時間が過去→現在→未来と線形的に流れているように感じるのは 「時間というパラメータを使ってこの世の出来事の経過を支障なく説明できる」
からに他ならず、それ以外に相当の妥当性を満たす理由を見いだすことはできない。 また、「運動を時間で分解することはできない」
とは、運動を撮影した映像がコマ送りすることができても、現実の運動をコマ送りすることができないことによる。 この意味では運動と映像は似て非なるものである。
投げあげたボールを空中で停止させることなどできないのである。 停止できるのは運動が終了して速度が0になった状態でのことである。
同様に投げあげたボールの運動軌跡を時間をパラメータにして1枚の紙の上に描けるからといって、実在場であるひとつの現実空間の上にその軌跡を描けるわけではない。

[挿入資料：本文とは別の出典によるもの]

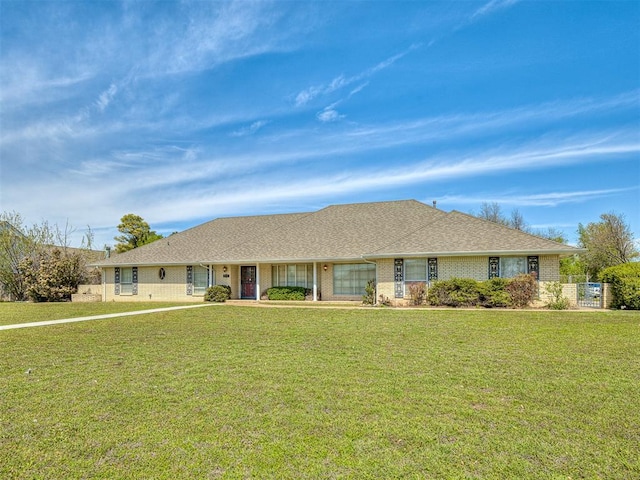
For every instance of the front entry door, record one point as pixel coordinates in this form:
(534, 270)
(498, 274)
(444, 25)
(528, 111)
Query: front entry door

線形時間を使った過去・現在・未来とは時間をパラメータにして脳裏にある記憶としての1枚の紙の上に描いた森羅万象の運動軌跡であって、実在場であるひとつの現実空間の上に描いた軌跡ではない。
現実空間にあるものとは 「今の今」 という現在だけである。 現在とは速度をもった運動そのものであって、それを静止画に分解することなど、もとより不可能なのである。